Compared with the clear role of HSPs in protein refolding, the role of small heat shock proteins (sHSPs) in proteostasis is less evident9. Small HSPs act in an ATP-independent manner, and have been associated with the formation of cellular protein aggregates in both bacterial and eukaryotic model systems10,11. Biochemical studies performed in vitro suggested that sHSPs bind unfolded proteins, keep them in a near-native state, and thereby facilitate their refolding by disaggregating ATP-dependent HSP chaperones9,12. Recent work in yeast has suggested that the sHSP Hsp42 acts as an aggregase. There are distinct forms of aggregates in yeast, with defined locations. Hsp42 was necessary for both the formation and trafficking of one type of aggregate, termed CytoQs13,14, and its pro-aggregase function could be recapitulated in vitro using a model substrate15. However, whether other sHSPs also perform pro-aggregase functions is not known.

Here, we investigated the role of HspX, a Mycobacterium smegmatis small heat shock protein in the formation and trafficking of protein aggregates. HspX was required for the polar localization of both a model aggregation-prone protein, and several native mycobacterial protein aggregates. Furthermore, we performed semi-quantitative mass-spectrometry of M. smegmatis protein aggregates. We identified a subset of aggregates that appeared to be HspX-dependent, suggesting that HspX acts both as a sortase and/or pro-aggregase for a subset of mycobacterial protein substrates.
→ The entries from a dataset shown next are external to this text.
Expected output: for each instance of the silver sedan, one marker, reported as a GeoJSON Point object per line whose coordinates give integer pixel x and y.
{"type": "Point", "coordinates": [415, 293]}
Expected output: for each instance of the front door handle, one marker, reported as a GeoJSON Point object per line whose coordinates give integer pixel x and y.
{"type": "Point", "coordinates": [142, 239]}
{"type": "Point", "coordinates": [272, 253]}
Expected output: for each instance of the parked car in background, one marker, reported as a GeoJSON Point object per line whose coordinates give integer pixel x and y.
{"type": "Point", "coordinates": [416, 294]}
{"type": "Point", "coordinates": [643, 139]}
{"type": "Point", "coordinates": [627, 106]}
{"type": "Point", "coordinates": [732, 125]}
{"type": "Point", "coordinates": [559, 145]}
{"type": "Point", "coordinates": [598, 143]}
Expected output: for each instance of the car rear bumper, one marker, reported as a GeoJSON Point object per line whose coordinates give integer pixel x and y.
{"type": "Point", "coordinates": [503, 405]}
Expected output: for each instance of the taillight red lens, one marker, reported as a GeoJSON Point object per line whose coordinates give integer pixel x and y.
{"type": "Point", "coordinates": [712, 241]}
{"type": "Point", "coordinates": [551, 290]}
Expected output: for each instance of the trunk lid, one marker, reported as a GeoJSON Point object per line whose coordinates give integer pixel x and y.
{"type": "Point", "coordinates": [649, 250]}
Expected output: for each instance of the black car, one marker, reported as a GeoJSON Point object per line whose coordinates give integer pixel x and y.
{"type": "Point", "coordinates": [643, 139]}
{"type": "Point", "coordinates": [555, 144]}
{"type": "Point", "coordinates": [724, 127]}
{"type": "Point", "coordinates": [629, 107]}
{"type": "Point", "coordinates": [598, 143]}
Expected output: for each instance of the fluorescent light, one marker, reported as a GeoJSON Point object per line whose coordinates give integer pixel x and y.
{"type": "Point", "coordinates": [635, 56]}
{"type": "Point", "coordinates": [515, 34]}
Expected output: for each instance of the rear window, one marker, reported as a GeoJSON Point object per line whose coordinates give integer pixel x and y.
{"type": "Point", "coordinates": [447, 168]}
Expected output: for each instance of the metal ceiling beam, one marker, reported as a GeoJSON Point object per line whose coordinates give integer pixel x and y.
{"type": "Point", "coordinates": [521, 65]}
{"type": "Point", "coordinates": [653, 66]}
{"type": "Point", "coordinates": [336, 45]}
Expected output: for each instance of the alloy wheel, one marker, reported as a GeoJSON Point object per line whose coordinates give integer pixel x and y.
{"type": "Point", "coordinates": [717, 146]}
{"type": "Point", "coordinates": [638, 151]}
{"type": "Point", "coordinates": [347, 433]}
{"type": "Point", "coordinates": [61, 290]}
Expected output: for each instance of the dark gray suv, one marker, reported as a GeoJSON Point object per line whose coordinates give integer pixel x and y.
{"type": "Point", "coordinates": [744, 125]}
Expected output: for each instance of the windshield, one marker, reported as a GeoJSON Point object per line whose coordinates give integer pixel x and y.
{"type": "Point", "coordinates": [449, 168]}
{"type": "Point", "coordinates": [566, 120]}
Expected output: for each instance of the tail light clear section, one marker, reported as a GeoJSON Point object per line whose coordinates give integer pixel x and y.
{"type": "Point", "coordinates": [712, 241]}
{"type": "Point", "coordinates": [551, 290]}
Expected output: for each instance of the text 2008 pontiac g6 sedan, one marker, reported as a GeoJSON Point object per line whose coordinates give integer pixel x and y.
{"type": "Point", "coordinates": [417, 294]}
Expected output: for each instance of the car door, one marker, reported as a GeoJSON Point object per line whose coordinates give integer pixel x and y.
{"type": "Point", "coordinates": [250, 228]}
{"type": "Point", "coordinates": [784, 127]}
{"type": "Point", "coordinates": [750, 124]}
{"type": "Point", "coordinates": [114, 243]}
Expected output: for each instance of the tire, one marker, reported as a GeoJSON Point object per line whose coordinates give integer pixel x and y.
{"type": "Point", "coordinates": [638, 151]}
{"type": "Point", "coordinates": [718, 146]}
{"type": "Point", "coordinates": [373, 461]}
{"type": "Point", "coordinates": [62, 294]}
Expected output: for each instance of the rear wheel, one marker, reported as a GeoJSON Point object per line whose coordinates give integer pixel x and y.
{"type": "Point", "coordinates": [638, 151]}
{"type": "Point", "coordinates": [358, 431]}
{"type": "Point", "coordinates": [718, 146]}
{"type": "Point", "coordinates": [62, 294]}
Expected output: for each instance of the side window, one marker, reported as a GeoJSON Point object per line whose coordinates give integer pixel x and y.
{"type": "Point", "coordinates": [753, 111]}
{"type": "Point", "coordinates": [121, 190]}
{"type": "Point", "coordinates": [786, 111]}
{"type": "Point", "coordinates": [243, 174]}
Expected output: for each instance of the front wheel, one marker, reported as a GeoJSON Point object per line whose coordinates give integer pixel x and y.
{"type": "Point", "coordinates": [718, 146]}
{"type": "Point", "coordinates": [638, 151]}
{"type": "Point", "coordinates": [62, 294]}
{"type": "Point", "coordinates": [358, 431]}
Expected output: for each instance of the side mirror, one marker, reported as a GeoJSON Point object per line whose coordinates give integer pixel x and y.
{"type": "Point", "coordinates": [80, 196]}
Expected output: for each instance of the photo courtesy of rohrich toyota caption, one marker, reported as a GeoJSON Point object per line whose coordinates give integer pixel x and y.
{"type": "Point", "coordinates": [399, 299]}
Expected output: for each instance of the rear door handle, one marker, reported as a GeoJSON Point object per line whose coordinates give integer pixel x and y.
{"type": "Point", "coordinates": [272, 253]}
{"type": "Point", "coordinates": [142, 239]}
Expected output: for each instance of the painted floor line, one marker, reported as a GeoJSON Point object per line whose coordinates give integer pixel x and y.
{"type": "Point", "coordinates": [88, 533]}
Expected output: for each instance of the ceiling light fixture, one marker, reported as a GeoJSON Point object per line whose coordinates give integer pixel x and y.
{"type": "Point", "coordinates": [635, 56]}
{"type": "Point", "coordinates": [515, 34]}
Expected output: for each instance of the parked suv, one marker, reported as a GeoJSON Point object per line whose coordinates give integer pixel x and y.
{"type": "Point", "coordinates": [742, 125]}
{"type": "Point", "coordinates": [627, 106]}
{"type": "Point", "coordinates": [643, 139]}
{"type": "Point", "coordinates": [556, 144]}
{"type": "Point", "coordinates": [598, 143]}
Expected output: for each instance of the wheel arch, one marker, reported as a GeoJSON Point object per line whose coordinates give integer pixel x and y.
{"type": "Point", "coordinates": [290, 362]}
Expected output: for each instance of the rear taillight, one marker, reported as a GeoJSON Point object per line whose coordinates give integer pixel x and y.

HspX is necessary for the polar localization of an aggregation-prone protein in M. smegmatis

A number of fluorescent reporters have been used to study protein aggregation in bacterial and eukaryotic systems. Many, such as the widely used firefly luciferase16 require physiological stress such as heat shock to promote aggregation of the reporter9, although mCerulean fused to ELK16 could aggregate without heatshock16. To construct a new reporter that was aggregation-prone in the absence of heat shock, we mutated a number of conserved residues in green fluorescent protein (GFP). Mutation of the highly conserved aspartate at residue 103 to asparagine resulted in both loss of green fluorescence by two orders of magnitude, and aggregation of the protein when expressed in wild-type Mycobacterium smegmatis. Since the resulting GFP-D103N was no longer fluorescent, we C-terminally fused the protein with a flexible linker and monomeric red fluorescent protein (mRFP), so as to be able to visualize the expressed product, which we named GLR103 (green-linker-red, 103rd residue mutated), and its corresponding wild-type dual-fluorescent reporter as GLR. We confirmed that when expressed in M. smegmatis, a large proportion of GLR103 formed insoluble aggregates compared with GLR, as determined by differential ultra-centrifugation (Fig. S1a). Measurement of red fluorescence in the different sub-cellular fractions confirmed that GLR103 within the insoluble fraction, which would contain large aggregates, contained the major fluorescent fraction in wild-type cells (Fig. S1b), and therefore the reporter would be suitable for tracking aggregate formation by microscopy.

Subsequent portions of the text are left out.